FedEx voices concerns over legacy airlines

FedEx Corp.’s president and other top execs from U.S.-based passenger and cargo carriers recently questioned the practices of so-called "legacy" airlines.

David Bronczek, president and COO of FedEx; William J. Flynn, president and CEO of Atlas Air Worldwide; Robin Hayes, president and CEO of JetBlue Airways; and Mark B. Dunkerley, president and CEO of Hawaiian Airlines Inc., signed a letter dated May 15 that outlined their pro-global network stance on U.S. Open Skies agreements and called out Delta Air Lines, American Airlines and United Airlines.

The companies comprise a coalition known as the U.S. Airlines for Open Skies (USAOS); the letter was sent to Ambassador Robert Lighthizer — the newly confirmed U.S. Trade Representative.

Open Skies agreements are treaties that allow for unrestricted air travel between countries. These agreements are intended to eliminate government interference in commercial activity, which the USAOS believes promotes job growth, reduces prices for airline passengers, facilitates U.S. exports, strengthens U.S. national security and encourages competition in the airline sector.

An excerpt from the letter to Lighthizer states:

“During the last three decades, under the leadership of both Republican and Democratic Administrations, the United States has negotiated Open Skies agreements with more than 100 countries around the world. These agreements eliminate government interference in commercial decisions about the routes, frequency, pricing and capacity of airline service, both passenger and cargo. They also assure the ability of all U.S. airlines to create comprehensive international networks.
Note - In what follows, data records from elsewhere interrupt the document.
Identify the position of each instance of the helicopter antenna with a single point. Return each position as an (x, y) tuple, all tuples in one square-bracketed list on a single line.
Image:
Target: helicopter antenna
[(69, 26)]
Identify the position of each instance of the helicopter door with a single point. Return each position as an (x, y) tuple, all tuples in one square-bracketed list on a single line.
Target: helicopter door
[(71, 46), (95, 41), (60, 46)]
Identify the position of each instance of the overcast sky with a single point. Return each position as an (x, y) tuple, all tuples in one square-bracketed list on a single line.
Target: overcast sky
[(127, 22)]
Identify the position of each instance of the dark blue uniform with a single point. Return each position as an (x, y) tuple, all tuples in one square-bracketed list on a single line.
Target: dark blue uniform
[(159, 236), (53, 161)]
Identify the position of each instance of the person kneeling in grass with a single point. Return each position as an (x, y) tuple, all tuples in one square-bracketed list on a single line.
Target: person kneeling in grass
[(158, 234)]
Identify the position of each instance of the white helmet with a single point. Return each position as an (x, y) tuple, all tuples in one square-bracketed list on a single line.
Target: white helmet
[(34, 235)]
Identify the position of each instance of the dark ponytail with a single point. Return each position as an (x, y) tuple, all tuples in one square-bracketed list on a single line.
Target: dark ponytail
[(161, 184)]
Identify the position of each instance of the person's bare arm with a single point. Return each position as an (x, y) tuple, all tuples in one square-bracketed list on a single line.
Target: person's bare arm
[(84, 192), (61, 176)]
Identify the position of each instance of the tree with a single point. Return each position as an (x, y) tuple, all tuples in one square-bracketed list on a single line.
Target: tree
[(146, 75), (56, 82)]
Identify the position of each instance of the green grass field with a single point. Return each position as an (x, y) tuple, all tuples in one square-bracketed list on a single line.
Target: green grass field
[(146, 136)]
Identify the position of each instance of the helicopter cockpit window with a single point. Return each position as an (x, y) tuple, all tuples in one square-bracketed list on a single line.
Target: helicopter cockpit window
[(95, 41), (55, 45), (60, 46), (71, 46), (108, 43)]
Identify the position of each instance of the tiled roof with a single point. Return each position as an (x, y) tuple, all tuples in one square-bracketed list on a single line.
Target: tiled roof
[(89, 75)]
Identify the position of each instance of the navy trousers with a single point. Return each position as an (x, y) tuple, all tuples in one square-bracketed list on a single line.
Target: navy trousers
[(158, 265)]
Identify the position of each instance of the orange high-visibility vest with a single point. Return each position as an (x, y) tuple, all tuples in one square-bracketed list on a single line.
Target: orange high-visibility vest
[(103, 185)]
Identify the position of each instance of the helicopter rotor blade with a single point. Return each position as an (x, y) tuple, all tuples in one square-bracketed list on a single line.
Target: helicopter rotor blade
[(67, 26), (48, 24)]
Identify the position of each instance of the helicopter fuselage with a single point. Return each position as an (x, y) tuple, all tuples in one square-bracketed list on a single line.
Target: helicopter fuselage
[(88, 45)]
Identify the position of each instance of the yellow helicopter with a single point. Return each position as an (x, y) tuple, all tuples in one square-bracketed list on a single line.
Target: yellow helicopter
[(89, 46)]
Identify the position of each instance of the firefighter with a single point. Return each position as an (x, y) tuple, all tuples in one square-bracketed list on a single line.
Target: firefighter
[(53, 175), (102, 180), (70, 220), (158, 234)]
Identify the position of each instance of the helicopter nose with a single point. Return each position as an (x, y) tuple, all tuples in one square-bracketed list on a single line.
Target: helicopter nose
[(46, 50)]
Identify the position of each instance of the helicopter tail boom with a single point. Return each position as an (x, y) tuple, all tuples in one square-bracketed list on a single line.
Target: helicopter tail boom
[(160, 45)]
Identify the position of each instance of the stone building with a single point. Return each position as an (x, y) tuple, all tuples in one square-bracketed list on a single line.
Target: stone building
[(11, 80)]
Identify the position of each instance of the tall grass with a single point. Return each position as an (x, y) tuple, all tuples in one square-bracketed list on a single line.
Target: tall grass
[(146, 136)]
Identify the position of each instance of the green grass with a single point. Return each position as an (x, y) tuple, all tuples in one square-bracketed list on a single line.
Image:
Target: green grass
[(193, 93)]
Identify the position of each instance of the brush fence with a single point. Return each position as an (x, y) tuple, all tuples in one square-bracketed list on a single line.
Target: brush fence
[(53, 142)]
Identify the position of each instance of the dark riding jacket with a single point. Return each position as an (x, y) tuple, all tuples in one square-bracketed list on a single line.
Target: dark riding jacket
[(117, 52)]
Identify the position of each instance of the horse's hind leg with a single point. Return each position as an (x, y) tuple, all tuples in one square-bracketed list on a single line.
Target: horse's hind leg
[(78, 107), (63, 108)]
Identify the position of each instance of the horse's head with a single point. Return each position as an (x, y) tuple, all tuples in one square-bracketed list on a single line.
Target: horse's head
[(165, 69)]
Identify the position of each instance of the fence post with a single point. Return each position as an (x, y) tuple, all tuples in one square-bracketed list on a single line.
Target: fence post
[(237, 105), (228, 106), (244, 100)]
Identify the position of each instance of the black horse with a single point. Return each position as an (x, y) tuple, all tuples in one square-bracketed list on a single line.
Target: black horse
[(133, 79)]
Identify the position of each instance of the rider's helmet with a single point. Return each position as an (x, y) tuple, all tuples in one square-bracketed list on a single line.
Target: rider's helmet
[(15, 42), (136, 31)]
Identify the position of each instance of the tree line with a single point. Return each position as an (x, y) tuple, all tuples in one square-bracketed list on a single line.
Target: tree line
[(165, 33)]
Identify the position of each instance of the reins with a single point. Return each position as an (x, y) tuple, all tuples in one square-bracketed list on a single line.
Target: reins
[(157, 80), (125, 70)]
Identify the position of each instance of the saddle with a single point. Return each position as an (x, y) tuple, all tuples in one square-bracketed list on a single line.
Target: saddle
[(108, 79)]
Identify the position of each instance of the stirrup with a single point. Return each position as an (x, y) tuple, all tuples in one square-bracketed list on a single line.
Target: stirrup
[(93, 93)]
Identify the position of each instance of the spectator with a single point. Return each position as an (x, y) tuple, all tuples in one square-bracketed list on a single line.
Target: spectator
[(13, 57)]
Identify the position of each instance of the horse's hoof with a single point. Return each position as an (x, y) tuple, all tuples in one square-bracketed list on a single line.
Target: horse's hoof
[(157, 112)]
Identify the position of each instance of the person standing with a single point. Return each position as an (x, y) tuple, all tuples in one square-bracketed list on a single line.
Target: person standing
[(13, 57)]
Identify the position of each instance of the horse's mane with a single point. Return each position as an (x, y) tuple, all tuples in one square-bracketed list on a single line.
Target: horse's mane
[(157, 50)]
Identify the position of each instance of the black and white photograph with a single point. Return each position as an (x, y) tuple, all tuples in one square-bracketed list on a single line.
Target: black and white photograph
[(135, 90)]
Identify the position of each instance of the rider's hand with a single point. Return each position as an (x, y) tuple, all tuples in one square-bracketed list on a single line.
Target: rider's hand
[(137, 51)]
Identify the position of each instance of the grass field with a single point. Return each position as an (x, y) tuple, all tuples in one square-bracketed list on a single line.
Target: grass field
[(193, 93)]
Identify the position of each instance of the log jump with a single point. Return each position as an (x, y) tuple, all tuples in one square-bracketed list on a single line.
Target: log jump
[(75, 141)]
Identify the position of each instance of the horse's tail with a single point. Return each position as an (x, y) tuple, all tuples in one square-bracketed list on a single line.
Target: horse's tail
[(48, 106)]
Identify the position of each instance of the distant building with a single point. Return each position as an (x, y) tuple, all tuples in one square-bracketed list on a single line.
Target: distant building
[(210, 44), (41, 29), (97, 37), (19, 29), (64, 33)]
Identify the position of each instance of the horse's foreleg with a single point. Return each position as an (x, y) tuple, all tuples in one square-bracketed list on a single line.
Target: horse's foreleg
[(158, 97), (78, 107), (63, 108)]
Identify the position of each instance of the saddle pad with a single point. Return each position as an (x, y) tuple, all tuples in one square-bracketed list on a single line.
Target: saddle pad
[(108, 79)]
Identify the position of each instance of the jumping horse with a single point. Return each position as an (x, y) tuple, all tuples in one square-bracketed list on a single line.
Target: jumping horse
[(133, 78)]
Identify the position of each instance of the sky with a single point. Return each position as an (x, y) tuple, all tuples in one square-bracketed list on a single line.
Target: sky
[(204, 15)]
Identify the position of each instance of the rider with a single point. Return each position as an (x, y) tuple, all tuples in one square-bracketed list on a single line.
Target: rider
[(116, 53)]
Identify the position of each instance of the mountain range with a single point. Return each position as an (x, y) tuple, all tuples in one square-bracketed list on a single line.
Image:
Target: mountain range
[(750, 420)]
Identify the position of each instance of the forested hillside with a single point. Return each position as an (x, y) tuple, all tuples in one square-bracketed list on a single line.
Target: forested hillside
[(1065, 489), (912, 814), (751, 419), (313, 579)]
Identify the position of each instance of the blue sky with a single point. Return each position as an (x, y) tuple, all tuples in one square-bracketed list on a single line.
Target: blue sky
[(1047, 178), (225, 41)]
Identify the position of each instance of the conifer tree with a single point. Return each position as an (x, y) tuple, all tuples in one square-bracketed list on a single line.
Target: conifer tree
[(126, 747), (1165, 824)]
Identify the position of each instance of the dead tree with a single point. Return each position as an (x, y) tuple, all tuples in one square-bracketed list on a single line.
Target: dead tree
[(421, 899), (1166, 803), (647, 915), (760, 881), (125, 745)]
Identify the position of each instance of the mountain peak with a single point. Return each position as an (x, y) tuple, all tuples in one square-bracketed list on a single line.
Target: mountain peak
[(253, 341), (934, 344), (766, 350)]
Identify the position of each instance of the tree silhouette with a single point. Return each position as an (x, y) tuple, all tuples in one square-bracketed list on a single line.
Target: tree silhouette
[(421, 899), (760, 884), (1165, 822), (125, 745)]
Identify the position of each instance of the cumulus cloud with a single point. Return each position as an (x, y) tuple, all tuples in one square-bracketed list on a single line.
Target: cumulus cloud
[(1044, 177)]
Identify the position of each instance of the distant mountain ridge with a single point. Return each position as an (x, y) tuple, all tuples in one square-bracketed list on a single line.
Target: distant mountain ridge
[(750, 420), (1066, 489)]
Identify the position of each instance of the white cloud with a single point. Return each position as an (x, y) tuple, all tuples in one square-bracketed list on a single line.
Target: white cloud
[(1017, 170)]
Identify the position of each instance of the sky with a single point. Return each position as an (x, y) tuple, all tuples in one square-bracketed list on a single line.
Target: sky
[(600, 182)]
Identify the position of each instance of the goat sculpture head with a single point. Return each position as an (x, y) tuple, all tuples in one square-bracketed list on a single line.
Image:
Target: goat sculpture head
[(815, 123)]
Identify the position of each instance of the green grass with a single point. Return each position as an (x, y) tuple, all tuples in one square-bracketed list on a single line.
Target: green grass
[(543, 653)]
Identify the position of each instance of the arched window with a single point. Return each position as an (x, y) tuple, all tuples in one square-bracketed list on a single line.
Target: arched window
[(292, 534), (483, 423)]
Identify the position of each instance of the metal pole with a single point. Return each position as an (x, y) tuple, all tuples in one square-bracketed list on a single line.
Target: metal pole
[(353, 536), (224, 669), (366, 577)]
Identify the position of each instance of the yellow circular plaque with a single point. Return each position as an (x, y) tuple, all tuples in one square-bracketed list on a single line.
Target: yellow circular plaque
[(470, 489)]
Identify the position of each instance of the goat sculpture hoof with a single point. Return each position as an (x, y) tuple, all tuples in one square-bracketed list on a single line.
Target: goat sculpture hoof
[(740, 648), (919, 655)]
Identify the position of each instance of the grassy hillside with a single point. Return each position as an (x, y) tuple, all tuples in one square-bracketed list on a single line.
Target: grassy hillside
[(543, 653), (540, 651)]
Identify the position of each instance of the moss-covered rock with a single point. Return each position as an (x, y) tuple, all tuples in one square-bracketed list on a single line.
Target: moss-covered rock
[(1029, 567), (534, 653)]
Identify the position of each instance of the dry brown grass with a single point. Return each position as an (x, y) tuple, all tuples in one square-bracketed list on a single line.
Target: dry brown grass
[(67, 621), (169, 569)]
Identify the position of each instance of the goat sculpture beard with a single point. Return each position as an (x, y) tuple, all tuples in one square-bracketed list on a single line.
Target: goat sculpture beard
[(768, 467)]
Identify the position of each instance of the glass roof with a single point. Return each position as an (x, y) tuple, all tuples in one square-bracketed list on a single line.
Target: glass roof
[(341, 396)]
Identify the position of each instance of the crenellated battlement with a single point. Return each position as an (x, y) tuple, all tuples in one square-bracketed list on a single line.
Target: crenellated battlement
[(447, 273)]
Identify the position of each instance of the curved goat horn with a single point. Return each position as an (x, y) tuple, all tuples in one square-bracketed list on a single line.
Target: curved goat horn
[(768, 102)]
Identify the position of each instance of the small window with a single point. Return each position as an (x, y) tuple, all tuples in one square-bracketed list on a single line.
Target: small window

Open Skies thus allows airlines to deliver more efficient and cost-effective service to American consumers, businesses and the U.S. government, including the military.”

“Regrettably, three large legacy U.S. airlines (“legacy carriers”) – Delta, United, and American – are making demands that would jeopardize Open Skies and reduce competition in an already overly concentrated U.S. airline market. Specifically, they are asking the U.S. government to freeze access to U.S. routes for airlines from two U.S. Open Skies partners – the United Arab Emirates (Emirates and Etihad) and Qatar (Qatar Airways). The legacy carriers claim such action is a justified response to alleged subsidies the foreign carriers have received from their home governments.”

The group's letter goes on to say that legacy carriers are circumventing the International Air Transportation Fair Competitive Practices Act (IATFCPA). The act allows the U.S. Department of Transportation (DOT) to take action if anti-competitive, discriminatory, predatory or unjustifiable activities by a foreign government or foreign airlines occur against a U.S. airline. The DOT has 180 days from the time the complaint is filed to either act to resolve the matter, dismiss the complaint or resolve it through diplomatic actions.

The Partnership for Open & Fair Skies — a coalition of American, Delta, United, the Air Line Pilots Assoc. Int’l, the Allied Pilots Assoc., the Airline Division of the International Brotherhood of Teamsters, the Assoc. of Flight Attendants-CWA, the Assoc. of Professional Flight Attendants, the Communications Workers of America and the Southwest Airlines Pilots’ Assoc. — wrote its own open letter to President Donald Trump in March that asked his administration to address alleged trade violations by the United Arab Emirates (UAE) and Qatar, which it claimed threatened 1.2 million American jobs.

But, according to the USAOS documents, the legacy carriers have not filed a complaint under the IATFCPA and instead have tried to “persuade policymakers” via lobbying and media efforts.

The letter ends by urging Lighthizer to “reject the demands of the legacy carriers and protect the invaluable Open Skies network.”

A three-page bulleted list of statements to support the USAOS’s position was also included.